叛逆の偽り者
―アシュレイ 森 昼―
(大丈夫だろうか……)
捜査の為、訪れたレイヴンの森のとある場所に向かって歩み続ける。考えないようにはしても、自然と懐かしい気持ちになってくる。ここは、忘れ去られた私の――。
「おい! 見つけたぞ。勝手な行動は慎め、我々は自然鑑賞に来た訳じゃないんだ」
背後から、苛立ちを隠し切れない先輩の声が聞こえた。
(よし)
捜査は、私一人で来た訳ではない。私の上司であるモニカ先輩と一緒に来た。私はその先輩を置いて、一人でずかずかと勝手に歩いていた。
でも、先輩なら必ず私を追ってここまで来てくれると信じていた。何だかんだ言って、こんな私を後輩として見てくれているのだから。
「先輩、さっき何か音がしませんでした? こっち、こっちです」
先輩がこちらに向かって来る足音が聞こえた、もっと歩く速度を上げなくては。ここで追いつかれて、手を掴まれて無理矢理引きずり戻されたら困る。
「何を言っている? そんな音、聞こえなかったぞ」
「いいや、聞こえました。ほらほら、こっちです」
そして、見えてきた。目的の場所が。
「はぁ、せめて報告してから行動して欲しいものだな。勝手にあっちこっち行かれたら、こっちが困るんだ」
「すみません、すぐに行かないとって思って」
(確か、この木で……)
私は、とある一本の木を見上げた。
「……先輩っ! 大変です!」
台本通り、予定通り、想定通りに私は慌ててその木の上を指差した。
「何? っ、これは……!?」
その状況から、何かあると察してくれた先輩は私の隣まで走ってきた。そして、驚愕の声を上げた。
「だから言ったじゃないですか、何か音がしたって」
その木の上には、傷だらけの鳥族の男と麗しい異国のレディが引っかかっていた。男の方は体に無数の黒い物が突き刺さり、その傷口からは血が滴り落ちている。一方のレディは、ただ意識を失っているだけのようだ。良かった。

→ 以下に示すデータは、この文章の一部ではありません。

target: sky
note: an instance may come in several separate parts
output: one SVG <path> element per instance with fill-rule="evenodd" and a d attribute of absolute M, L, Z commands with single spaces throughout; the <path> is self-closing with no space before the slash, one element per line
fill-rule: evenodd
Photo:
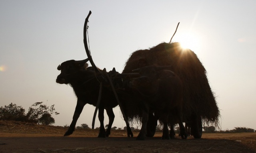
<path fill-rule="evenodd" d="M 0 106 L 12 103 L 27 112 L 44 102 L 60 113 L 54 125 L 70 124 L 76 98 L 71 86 L 56 82 L 57 67 L 87 58 L 83 31 L 91 10 L 91 53 L 108 71 L 121 72 L 133 52 L 169 42 L 180 22 L 172 41 L 194 51 L 207 71 L 221 129 L 256 129 L 255 6 L 254 0 L 0 0 Z M 76 126 L 91 127 L 94 108 L 86 104 Z M 114 110 L 113 126 L 123 128 L 120 108 Z"/>

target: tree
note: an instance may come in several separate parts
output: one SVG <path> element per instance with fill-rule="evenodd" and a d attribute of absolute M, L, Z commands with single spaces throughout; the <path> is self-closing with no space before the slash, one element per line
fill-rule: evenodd
<path fill-rule="evenodd" d="M 25 109 L 21 106 L 18 106 L 11 103 L 4 107 L 0 108 L 0 120 L 14 120 L 16 121 L 26 121 Z"/>
<path fill-rule="evenodd" d="M 54 112 L 55 110 L 54 105 L 51 106 L 49 108 L 49 106 L 42 104 L 43 102 L 36 102 L 28 108 L 26 117 L 29 122 L 44 125 L 51 125 L 55 122 L 52 115 L 54 113 L 57 115 L 60 113 Z"/>
<path fill-rule="evenodd" d="M 213 126 L 205 126 L 203 128 L 204 131 L 206 133 L 214 133 L 216 131 L 216 128 Z"/>
<path fill-rule="evenodd" d="M 55 112 L 54 105 L 47 106 L 42 104 L 43 102 L 37 102 L 33 104 L 25 114 L 25 109 L 21 106 L 17 106 L 11 103 L 4 107 L 0 108 L 0 120 L 26 122 L 39 124 L 48 125 L 55 123 L 54 119 L 52 115 L 60 113 Z M 39 106 L 39 107 L 37 108 Z"/>

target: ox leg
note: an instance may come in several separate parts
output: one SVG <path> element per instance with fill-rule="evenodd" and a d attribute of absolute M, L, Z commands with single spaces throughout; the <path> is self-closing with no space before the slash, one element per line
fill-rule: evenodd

(レディに少しでも傷がついていたら……あいつらをシメないとね)
「このままでは、男の方が死ぬ! とりあえず、先に男の方を下ろすぞ」
「え? 男が先ですか?」
「当たり前だろ! 手を貸せ、急ぐぞ!」
(嗚呼……だよねぇ。レディを少しとはいえ、木の上に放置するなんて心が痛むなぁ。でもまぁ、仕方ない。やるか)

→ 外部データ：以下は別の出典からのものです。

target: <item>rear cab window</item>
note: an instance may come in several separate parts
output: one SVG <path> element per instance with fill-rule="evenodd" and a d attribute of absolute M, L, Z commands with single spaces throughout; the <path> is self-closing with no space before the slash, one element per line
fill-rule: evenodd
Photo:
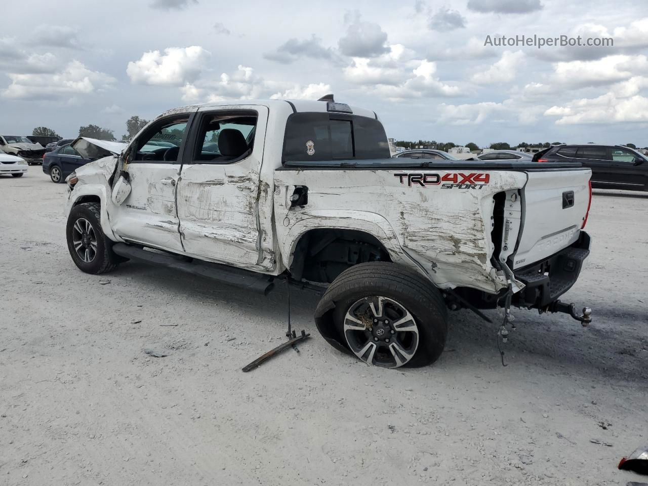
<path fill-rule="evenodd" d="M 283 162 L 389 159 L 382 124 L 358 115 L 296 113 L 288 117 Z"/>
<path fill-rule="evenodd" d="M 610 160 L 610 154 L 606 147 L 582 146 L 576 151 L 576 158 L 592 159 L 593 160 Z"/>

今この状況で私が何をすべきなのか、詳しく言われなくとも分かった。収めていた翼を広げ地面を蹴り、宙に浮いた。そして、枝と枝の間に挟まった男を抱きかかえ、素早く着地した。
「酷い傷だな。体のあちらこちらに刺さっているこれは……カラスの羽か。可哀想に。急いで治療しよう」
先輩は気の毒そうな表情を浮かべ、鳥族の男に手をかざした。